I don’t understand the time (time) specification. I would rather write:

fit2 <- brm(time | cens(CENSOR) ~ WHOSTATN + BASESLD + NLine,
            data = df1, family = weibull(), inits = “0”,
            control = list(adapt_delta = 0.95, max_treedepth = 12))

The rest seems sensible to me.


Thank you, Paul!
With such time specification it works well and reasonably. Compilation and calculations — all is ok!
But without this specification I obtained such error message:

Error: Family ‘weibull’ requires response greater than 0.

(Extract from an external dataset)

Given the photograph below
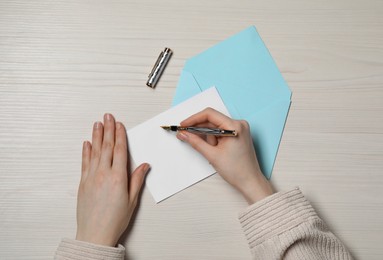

Maybe, such specification is the bad way, but without this trick compilation can not start.


Depending on the input, the time() transformation in R does something I am not sure you want to do. Check the output of time(df1$time).

Rather, you should take the error message of brms seriously. Perhaps there is something in the time variable which is incorrect or you have 0 in it, which cannot be handled by such models. Alternatively, you may need to transform time to a numeric variable first via as.numeric(time).


Paul, you are absolutely right!
I didn’t think, that time = 0 can not be used.
Much grateful!

But I still have a question: why brm doesn’t give the results of estimating the two parameters in the Weibull risk function?
Since there is not only the shape parameter k, but also the “lambda” is a scale parameter:


Please see for the parameterization of the weibull family (and other families) in brms.


Paul, this is precisely the parametrization of the Weibul distribution, to which I am accustomed. And in the summary we can see:

Family: weibull
Links: mu = log; shape = identity
Formula: time | cens(CENSOR) ~ AGE
Data: df1 (Number of observations: 250)
Samples: 4 chains, each with iter = 2000; warmup = 1000; thin = 1;
total post-warmup samples = 4000

Population-Level Effects:
Estimate Est.Error l-95% CI u-95% CI Eff.Sample Rhat
Intercept 14.99 3.37 8.92 22.22 2021 1.00
AGE -0.04 0.05 -0.14 0.06 2143 1.00

Family Specific Parameters:
Estimate Est.Error l-95% CI u-95% CI Eff.Sample Rhat
shape 0.28 0.03 0.22 0.35 1813 1.00

Samples were drawn using sampling(NUTS). For each parameter, Eff.Sample
is a crude measure of effective sample size, and Rhat is the potential
scale reduction factor on split chains (at convergence, Rhat = 1).

We can see value of shape parameter.
But, if I’m interested in looking at the resulting value of the scale parameter, how can it be derived?


The parameterization is in terms of mean and shape not in terms of scale and shape.

You can extract the mean fitted values via fitted(fit2). If you know the transformation formula to compute the scale based on mean and shape, you can use

ps_mean <- fitted(fit2, summary = FALSE)
ps_shape <- as.vector(as.matrix(fit2, pars = "^shape$"))
ps_scale <- trans(ps_mean, ps_shape)

where trans() is a vectorized function computing the scale based on mean and shape.